Black hole stereotyping: Induced gravito-static polarization
Barak Kol, Michael Smolkin
TL;DR
This work analyzes the static finite-size response of black holes by formulating the static sector of the black hole effective action and computing the induced gravito-static polarization constants (Love numbers) for Schwarzschild BHs in arbitrary dimensions. Using a combination of microscopic perturbation theory and effective field theory matching, the authors derive explicit expressions for the Love numbers in terms of the dimensionless ratio l/(d-3) and horizon scales, demonstrating that 4d Love numbers vanish while higher dimensions yield nonzero values. They identify a classical renormalization-group flow for half-integer hat l and discuss negative values as potential non-spherical instabilities, linking hypergeometric-function solutions to EFT counterterms.

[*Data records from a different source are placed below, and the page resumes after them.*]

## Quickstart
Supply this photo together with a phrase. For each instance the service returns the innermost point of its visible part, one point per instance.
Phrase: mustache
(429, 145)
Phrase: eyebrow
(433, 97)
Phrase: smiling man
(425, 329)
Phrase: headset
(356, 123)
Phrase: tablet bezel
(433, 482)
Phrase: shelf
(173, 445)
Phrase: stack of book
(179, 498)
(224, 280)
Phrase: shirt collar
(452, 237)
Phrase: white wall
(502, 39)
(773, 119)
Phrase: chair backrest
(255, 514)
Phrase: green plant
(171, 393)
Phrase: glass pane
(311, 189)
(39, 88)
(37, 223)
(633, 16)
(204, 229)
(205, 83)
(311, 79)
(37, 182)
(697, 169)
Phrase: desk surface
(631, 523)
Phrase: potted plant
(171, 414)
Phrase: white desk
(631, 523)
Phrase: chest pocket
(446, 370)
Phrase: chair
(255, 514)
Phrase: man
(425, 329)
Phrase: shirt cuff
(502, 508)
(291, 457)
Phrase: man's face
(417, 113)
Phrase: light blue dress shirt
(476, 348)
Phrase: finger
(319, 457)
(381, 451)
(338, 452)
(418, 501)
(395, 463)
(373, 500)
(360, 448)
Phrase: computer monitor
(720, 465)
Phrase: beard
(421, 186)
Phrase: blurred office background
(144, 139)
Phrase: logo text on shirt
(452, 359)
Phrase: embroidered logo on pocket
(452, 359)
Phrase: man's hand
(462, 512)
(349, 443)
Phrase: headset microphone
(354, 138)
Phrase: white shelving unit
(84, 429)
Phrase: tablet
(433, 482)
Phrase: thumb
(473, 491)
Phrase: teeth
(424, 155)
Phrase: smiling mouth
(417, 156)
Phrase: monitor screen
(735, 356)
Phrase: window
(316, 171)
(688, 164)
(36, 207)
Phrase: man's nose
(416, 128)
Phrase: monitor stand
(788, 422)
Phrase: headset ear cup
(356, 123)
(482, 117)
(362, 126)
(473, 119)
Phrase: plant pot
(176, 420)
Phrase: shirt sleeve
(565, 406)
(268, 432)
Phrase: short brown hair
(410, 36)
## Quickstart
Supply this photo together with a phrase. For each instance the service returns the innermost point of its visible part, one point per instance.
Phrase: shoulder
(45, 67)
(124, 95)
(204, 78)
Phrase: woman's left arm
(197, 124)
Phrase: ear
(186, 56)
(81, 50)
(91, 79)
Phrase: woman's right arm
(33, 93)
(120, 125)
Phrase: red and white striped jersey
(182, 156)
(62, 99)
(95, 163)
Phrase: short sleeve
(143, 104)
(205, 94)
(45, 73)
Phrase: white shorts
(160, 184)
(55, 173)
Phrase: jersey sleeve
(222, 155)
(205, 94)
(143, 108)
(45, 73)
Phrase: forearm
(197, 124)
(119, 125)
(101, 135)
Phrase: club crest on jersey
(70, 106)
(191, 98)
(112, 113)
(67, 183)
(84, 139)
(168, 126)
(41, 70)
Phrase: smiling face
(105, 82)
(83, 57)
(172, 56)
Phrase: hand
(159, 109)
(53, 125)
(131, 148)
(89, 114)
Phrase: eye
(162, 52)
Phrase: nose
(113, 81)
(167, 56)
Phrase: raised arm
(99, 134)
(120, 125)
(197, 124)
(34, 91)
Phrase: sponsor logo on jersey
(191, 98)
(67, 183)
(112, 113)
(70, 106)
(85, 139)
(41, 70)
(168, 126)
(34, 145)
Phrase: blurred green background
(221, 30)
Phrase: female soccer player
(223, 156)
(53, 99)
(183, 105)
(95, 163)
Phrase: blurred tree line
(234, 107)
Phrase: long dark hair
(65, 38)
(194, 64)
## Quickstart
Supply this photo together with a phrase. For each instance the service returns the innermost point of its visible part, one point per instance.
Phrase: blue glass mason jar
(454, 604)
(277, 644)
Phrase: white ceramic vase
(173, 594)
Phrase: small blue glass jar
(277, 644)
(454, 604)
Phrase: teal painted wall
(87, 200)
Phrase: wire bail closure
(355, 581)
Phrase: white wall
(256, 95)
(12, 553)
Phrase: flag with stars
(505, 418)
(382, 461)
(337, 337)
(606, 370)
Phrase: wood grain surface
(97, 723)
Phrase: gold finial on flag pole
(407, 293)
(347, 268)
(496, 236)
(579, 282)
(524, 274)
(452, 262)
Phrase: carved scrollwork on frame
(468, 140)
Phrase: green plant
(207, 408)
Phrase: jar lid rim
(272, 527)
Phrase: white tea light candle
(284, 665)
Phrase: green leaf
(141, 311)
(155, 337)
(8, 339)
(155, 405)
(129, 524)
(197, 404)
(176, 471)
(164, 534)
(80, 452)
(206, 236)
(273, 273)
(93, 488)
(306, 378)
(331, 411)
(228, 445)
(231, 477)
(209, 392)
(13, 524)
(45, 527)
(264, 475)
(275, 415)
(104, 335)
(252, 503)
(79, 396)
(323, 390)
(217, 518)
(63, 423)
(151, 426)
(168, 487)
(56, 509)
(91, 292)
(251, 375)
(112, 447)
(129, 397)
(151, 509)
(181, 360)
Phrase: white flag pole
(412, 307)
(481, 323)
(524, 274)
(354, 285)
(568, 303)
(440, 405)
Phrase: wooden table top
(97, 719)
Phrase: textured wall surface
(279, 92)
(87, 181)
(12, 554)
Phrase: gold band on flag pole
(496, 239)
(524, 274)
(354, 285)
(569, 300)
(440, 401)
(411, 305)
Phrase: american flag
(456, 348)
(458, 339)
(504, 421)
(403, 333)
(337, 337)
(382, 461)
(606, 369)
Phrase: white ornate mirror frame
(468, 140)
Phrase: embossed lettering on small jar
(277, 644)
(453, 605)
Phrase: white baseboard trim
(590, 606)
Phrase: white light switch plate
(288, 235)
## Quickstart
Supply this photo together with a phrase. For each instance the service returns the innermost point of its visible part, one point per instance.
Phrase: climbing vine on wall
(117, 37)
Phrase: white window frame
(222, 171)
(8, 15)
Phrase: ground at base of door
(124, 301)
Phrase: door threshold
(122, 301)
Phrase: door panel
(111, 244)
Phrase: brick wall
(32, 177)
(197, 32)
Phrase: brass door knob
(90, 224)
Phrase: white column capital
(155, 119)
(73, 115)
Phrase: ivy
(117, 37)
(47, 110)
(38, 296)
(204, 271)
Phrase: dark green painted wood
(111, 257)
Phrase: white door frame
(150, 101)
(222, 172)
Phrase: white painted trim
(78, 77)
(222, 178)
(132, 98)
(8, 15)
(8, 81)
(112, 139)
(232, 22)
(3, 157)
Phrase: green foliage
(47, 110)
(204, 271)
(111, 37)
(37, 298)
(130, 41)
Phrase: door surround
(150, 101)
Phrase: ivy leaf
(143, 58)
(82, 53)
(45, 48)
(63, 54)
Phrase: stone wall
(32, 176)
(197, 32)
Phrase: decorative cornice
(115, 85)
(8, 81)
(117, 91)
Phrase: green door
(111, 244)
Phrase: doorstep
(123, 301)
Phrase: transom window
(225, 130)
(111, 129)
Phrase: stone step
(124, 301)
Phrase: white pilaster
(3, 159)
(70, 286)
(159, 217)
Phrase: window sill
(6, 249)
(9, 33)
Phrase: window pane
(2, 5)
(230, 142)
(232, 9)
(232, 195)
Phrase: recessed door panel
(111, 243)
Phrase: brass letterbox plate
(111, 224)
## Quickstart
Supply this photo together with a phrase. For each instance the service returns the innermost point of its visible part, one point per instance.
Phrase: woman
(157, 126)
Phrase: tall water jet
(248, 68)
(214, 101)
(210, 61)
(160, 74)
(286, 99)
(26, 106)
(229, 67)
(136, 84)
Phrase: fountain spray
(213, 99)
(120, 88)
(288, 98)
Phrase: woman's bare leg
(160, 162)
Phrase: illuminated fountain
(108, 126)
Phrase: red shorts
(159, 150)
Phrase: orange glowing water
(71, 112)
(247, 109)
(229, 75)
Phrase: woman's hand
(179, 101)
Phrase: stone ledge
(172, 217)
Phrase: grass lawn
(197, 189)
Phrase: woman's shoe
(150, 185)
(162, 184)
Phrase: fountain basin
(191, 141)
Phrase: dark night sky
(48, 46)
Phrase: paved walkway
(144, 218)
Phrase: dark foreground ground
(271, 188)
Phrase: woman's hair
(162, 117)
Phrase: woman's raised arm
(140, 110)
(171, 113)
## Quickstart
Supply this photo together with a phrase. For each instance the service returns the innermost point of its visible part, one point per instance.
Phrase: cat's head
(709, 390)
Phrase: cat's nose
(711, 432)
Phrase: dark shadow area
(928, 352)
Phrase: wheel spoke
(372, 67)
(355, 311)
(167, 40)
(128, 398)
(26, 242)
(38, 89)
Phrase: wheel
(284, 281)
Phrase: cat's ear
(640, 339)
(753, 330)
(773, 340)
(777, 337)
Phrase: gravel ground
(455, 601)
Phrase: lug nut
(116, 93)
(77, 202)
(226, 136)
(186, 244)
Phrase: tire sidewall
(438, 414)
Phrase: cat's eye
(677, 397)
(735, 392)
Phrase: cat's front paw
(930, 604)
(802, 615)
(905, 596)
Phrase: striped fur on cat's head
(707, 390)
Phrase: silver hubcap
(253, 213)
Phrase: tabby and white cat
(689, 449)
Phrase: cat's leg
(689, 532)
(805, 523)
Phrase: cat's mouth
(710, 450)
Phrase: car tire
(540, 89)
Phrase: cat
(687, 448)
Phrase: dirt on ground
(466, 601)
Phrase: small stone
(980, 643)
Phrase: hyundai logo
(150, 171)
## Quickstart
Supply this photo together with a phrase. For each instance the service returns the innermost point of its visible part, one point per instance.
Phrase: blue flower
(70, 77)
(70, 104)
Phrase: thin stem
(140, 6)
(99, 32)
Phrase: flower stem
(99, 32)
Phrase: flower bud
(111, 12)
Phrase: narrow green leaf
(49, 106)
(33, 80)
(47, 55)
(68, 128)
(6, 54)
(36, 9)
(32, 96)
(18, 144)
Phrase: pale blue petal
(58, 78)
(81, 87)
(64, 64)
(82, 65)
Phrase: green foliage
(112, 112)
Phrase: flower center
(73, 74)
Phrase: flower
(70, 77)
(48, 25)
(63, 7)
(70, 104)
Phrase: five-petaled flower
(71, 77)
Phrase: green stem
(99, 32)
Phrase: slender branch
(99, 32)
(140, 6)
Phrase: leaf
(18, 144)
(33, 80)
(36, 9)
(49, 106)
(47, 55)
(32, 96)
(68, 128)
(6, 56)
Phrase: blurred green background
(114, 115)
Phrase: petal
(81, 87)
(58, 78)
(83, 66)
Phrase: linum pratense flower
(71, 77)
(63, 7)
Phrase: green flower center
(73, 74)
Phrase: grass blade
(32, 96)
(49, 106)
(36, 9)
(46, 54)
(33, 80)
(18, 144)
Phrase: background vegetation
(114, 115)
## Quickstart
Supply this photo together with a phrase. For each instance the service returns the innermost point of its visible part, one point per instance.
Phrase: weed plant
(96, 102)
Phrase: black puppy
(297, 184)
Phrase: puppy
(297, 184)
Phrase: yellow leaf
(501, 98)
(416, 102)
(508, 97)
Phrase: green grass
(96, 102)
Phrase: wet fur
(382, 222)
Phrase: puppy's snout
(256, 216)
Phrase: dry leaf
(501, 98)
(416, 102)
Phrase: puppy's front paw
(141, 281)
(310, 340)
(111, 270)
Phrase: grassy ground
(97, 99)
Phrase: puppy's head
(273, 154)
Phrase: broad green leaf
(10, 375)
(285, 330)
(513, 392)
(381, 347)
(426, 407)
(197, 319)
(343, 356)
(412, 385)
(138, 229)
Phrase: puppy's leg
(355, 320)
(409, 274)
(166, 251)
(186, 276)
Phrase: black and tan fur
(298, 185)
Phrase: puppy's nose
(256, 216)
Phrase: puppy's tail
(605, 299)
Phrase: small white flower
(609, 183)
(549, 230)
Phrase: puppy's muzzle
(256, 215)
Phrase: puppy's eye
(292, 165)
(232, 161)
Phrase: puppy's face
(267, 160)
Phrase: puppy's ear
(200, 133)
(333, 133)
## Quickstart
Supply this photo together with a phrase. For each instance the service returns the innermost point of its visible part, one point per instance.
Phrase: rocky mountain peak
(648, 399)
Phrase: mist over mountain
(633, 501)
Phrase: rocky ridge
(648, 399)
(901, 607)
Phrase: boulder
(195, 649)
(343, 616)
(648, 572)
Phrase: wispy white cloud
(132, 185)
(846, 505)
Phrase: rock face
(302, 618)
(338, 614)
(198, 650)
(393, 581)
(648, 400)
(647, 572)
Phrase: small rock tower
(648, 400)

The results challenge the notion that black holes have no non-minimal world-line couplings in d>4 and provide a detailed map of BH finite-size effects across dimensions, with implications for higher-dimensional BH dynamics and stability.
Abstract
We discuss the black hole effective action and define its static subsector. We determine the induced gravito-static polarization constants (electric Love numbers) of static black holes (Schwarzschild) in an arbitrary dimension, namely the induced mass multipole as a result of an external gravitational field. We demonstrate that in 4d these constants vanish thereby settling a disagreement in the literature. Yet in higher dimensions these constants are non-vanishing, thereby disproving (at least in d>4) speculations that black holes have no effective couplings beyond the point particle action. In particular, when l/(d-3) is half integral these constants demonstrate a (classical) renormalization flow consistent with the divergences of the effective field theory. In some other cases the constants are negative indicating a novel non-spherical instability. The theory of hypergeometric functions plays a central role.